In 2010, West Virginia received $126.3 million in federal "stimulus" money, as President Barack Obama attempted to buy a little time and goodwill instead of finding real economic solutions. The federal government threw so much money at states two years ago that some are finding it difficult to spend it all.
Instead of providing a hand up to struggling state economies, all that taxpayer money appears to have spurred little more than bureaucratic confusion and lethargy. One recent example is that of the West Virginia State Police, for whom the state spent $1.7 million in federal stimulus money to buy 77 expensive, high-speed Internet routers. Today, only one is fully functional.
Components needed to make the routers work with the agency's other systems could cost $270,000. State Police notified West Virginia's Office of Technology of the problem a year ago, and, in the meantime, the state has lost two years of free maintenance that were part of the five-year service warranty that came with the routers.
A spokeswoman for the state Office of Technology simply says officials are still looking at possible solutions. Apparently, they have got more pressing matters to consider, such as trying to figure out how to spend the remaining $9 million in "stimulus" before Feb. 13. Three weeks into the next presidential term, any unspent money must be returned to the federal government.
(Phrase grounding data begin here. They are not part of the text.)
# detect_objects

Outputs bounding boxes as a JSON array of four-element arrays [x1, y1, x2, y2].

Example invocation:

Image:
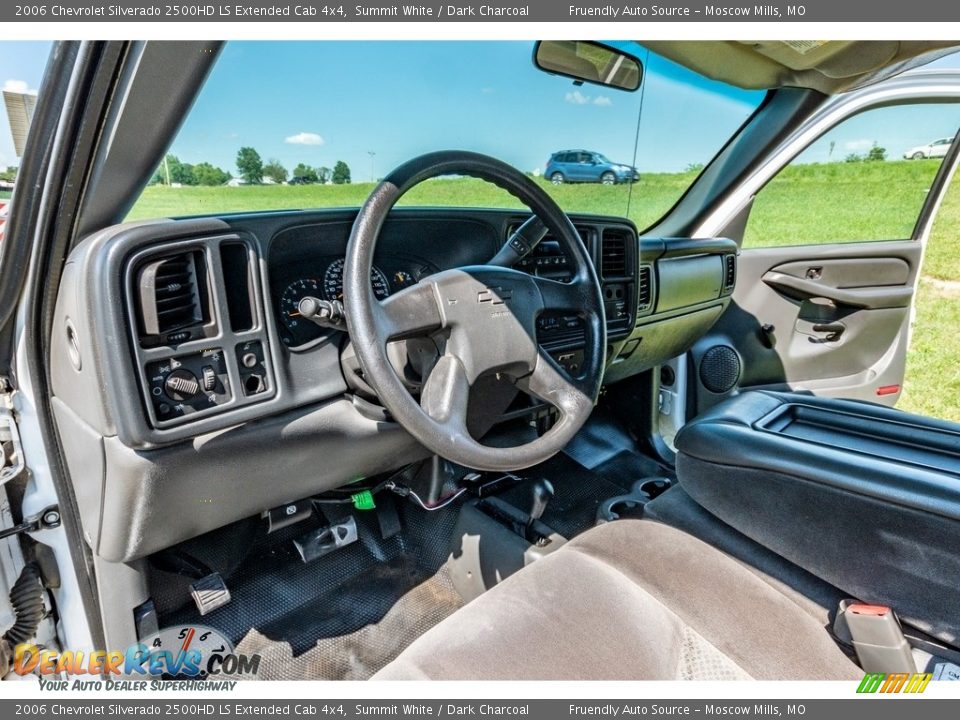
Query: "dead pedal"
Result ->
[[189, 572, 232, 616]]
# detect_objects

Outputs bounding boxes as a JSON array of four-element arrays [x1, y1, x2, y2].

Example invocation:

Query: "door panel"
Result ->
[[676, 92, 960, 428], [687, 241, 923, 415]]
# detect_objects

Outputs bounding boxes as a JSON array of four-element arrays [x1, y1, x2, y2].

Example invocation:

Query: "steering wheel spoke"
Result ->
[[519, 350, 591, 419], [375, 281, 443, 341], [420, 354, 471, 433]]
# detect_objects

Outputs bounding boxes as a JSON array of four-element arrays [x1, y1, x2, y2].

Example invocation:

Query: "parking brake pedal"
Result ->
[[293, 516, 358, 563], [189, 573, 232, 616]]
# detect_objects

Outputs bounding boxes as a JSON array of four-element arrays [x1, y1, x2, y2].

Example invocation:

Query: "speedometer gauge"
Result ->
[[322, 258, 390, 302]]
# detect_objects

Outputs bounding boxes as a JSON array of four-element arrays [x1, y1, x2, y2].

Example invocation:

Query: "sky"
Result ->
[[2, 42, 960, 177], [160, 41, 765, 180], [0, 41, 763, 177], [0, 41, 50, 168]]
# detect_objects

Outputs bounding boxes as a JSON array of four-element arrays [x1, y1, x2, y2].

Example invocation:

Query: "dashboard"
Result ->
[[50, 206, 737, 562]]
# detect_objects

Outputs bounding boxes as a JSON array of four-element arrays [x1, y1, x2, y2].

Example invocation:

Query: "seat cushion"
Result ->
[[373, 520, 860, 680]]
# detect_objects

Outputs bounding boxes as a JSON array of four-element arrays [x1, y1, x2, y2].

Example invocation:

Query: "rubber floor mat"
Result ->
[[158, 495, 464, 680], [234, 564, 462, 680]]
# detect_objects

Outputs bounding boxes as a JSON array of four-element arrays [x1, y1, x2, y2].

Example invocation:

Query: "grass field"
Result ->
[[126, 172, 700, 230], [127, 160, 960, 421]]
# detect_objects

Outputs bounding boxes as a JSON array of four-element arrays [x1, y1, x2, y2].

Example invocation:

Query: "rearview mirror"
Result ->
[[534, 41, 643, 92]]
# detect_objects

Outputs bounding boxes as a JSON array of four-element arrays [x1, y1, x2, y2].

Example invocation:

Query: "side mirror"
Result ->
[[534, 41, 643, 92]]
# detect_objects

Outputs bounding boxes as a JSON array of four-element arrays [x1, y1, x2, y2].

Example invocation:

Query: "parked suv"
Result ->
[[545, 149, 638, 184]]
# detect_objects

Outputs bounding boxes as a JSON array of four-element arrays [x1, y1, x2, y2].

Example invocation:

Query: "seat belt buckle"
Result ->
[[838, 600, 915, 673]]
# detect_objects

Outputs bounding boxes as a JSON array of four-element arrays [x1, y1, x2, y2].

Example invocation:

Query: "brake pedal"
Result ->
[[189, 573, 232, 616]]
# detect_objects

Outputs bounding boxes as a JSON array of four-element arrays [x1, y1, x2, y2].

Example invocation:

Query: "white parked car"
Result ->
[[904, 136, 955, 158]]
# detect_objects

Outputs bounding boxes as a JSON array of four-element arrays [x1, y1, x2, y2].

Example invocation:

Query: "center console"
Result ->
[[674, 390, 960, 646]]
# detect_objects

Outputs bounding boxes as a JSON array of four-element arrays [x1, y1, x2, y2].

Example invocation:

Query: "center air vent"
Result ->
[[600, 229, 631, 279], [638, 264, 653, 312], [135, 251, 208, 346]]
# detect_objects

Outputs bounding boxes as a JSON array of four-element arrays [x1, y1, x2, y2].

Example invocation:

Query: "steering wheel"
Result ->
[[343, 151, 606, 471]]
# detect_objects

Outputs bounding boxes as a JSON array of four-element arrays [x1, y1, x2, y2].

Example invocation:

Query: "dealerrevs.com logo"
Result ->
[[14, 625, 261, 684], [857, 673, 932, 694]]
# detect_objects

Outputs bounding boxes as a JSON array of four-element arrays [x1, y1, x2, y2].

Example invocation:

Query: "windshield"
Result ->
[[127, 42, 763, 230]]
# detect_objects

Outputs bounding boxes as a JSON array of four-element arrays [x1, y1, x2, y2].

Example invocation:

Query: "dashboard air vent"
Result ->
[[600, 230, 630, 279], [724, 254, 737, 291], [638, 265, 653, 311], [136, 251, 207, 344]]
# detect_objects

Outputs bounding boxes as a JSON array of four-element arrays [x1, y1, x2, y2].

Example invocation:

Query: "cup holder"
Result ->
[[595, 477, 672, 524]]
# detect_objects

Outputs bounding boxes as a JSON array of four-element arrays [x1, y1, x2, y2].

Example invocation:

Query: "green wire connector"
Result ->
[[351, 490, 376, 511]]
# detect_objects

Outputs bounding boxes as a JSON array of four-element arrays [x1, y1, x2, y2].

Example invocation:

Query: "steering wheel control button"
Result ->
[[164, 370, 200, 400], [145, 347, 232, 425]]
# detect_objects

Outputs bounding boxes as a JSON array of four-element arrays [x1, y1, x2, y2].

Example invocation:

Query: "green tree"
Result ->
[[236, 147, 263, 184], [866, 143, 887, 162], [316, 166, 331, 184], [844, 153, 863, 164], [193, 162, 231, 186], [263, 158, 289, 184], [156, 154, 197, 185], [292, 163, 319, 183], [0, 166, 18, 183], [332, 160, 351, 185]]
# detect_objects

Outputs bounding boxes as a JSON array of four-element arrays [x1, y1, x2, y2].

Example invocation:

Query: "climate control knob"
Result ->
[[164, 369, 201, 401]]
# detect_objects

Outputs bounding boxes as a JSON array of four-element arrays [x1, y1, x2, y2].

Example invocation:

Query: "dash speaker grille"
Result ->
[[699, 345, 741, 394]]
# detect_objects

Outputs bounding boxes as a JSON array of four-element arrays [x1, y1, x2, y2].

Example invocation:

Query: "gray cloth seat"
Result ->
[[374, 519, 861, 680]]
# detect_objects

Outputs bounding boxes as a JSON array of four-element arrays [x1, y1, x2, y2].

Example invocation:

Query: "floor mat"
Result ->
[[153, 412, 668, 679], [157, 495, 464, 680], [234, 564, 463, 680], [561, 406, 658, 472]]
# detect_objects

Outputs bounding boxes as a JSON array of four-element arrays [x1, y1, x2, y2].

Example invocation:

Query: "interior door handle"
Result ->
[[812, 322, 845, 341], [761, 271, 913, 309]]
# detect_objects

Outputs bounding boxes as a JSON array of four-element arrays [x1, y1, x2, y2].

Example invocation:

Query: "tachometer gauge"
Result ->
[[279, 278, 327, 347], [281, 278, 322, 331], [322, 258, 390, 302]]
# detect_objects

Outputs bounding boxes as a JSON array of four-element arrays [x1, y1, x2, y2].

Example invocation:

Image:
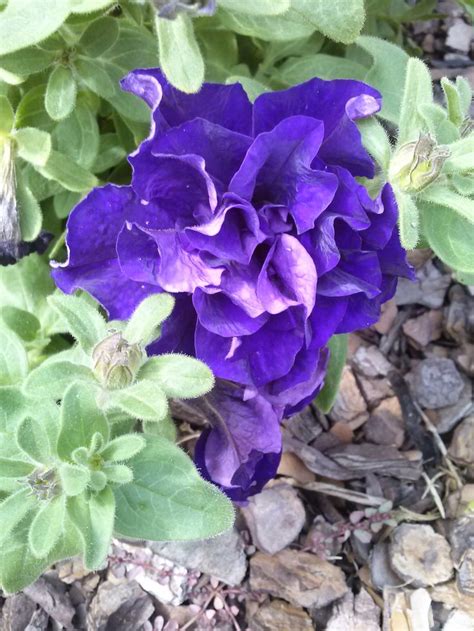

Of course, the U.S. Commerce Department Inspector General's office is now reviewing West Virginia's use of the tens of millions of dollars the federal government tossed its way two years ago with appallingly little planning or guidance.
Though poll after poll shows West Virginians were not fooled by Obama's vote-buying attempt, that is no reason we should not be putting those dollars to better use than nearly $2 million worth of non-functioning equipment. Administrators of the grants must find a sense of urgency in trying to do some good for the state's residents before time runs out.